Text-To-Speech support in snapd

galgalesh · May 1, 2020, 5:48pm

I also think that’s possible, but I think it’s difficult to do well because speech-dispatcher is so customisable. As an example: it supports the following synthesisers: Festival, Espeak, Flite, Pico, and a “generic” module, which you can use to connect speech-dispatcher to any CLI-based synthesiser. Each synthesiser supports many different languages, and many different voices.

The first issue is space. If we only look at the Espeak Mbrola languages and Festival:

$ apt-cache show mbrola-* | grep Installed-Size | cut -d ' ' -f2 | paste -sd+ - | bc
661010
$ apt-cache show festival-* | grep Installed-Size | cut -d ' ' -f2 | paste -sd+ - | bc
40193
$ apt-cache show festvox-* | grep Installed-Size | cut -d ' ' -f2 | paste -sd+ - | bc
394100
$ apt-cache show festlex-* | grep Installed-Size | cut -d ' ' -f2 | paste -sd+ - | bc
50701

That’s more than 1GB uncompressed data. Putting all this in one snap isn’t a great user experience. I’m assuming that this will be installed on almost every system, given that we want TTS to work ootb for accessibility reasons. We could combine a greedy plug declaration with a snap for every language, however. Users can then install the languages and synthesisers they want to use. (similar to the theme snap[s] proposal).
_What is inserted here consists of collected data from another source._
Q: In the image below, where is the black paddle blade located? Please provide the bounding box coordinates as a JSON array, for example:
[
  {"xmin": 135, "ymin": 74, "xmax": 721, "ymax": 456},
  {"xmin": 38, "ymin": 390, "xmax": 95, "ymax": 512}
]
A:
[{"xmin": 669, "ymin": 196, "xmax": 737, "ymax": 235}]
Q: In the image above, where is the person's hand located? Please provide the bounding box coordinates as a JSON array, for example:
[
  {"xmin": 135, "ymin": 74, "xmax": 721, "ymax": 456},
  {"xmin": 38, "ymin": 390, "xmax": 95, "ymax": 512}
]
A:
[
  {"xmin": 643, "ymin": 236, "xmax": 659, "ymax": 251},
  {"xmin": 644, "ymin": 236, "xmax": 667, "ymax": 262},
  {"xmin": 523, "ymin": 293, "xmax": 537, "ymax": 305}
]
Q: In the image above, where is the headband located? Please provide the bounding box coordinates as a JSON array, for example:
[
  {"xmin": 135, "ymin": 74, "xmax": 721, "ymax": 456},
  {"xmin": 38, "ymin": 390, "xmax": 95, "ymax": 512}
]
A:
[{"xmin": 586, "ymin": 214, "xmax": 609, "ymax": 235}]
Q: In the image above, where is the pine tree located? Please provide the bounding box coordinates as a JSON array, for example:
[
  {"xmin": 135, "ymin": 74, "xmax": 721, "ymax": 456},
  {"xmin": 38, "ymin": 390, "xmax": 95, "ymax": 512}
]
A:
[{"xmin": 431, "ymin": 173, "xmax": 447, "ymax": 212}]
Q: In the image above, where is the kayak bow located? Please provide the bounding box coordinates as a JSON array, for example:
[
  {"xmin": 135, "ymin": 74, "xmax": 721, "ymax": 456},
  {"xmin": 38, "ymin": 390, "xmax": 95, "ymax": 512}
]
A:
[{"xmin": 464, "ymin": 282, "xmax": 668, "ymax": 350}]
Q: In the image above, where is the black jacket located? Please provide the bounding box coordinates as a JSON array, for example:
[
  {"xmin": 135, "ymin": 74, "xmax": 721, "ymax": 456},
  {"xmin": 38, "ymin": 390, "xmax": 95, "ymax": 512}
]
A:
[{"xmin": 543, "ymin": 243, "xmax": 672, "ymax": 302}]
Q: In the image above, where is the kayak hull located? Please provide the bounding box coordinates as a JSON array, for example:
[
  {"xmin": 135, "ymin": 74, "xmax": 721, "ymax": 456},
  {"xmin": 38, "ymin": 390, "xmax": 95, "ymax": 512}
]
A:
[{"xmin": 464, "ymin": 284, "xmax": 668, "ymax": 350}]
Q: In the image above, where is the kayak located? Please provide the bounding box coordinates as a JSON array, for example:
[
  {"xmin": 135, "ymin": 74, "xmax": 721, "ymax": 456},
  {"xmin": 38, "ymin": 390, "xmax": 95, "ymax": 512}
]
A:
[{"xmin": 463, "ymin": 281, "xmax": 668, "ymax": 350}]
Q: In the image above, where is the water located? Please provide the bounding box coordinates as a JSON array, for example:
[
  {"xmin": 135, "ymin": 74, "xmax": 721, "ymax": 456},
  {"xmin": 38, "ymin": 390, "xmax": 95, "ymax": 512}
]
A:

The second issue is config/setup duplication. I don’t know how to solve this one. Ideally, the user should only have to setup their TTS preferences once. I’m not sure how to do that with a Speech Dispatcher snap. It seems that, unless we use the Speech Dispatcher from the host system, the user will have to configure it both on their host system and in the Speech Dispatcher snap. Any languages and synthesisers used will also have to be installed by both the package manager of the host system and snap.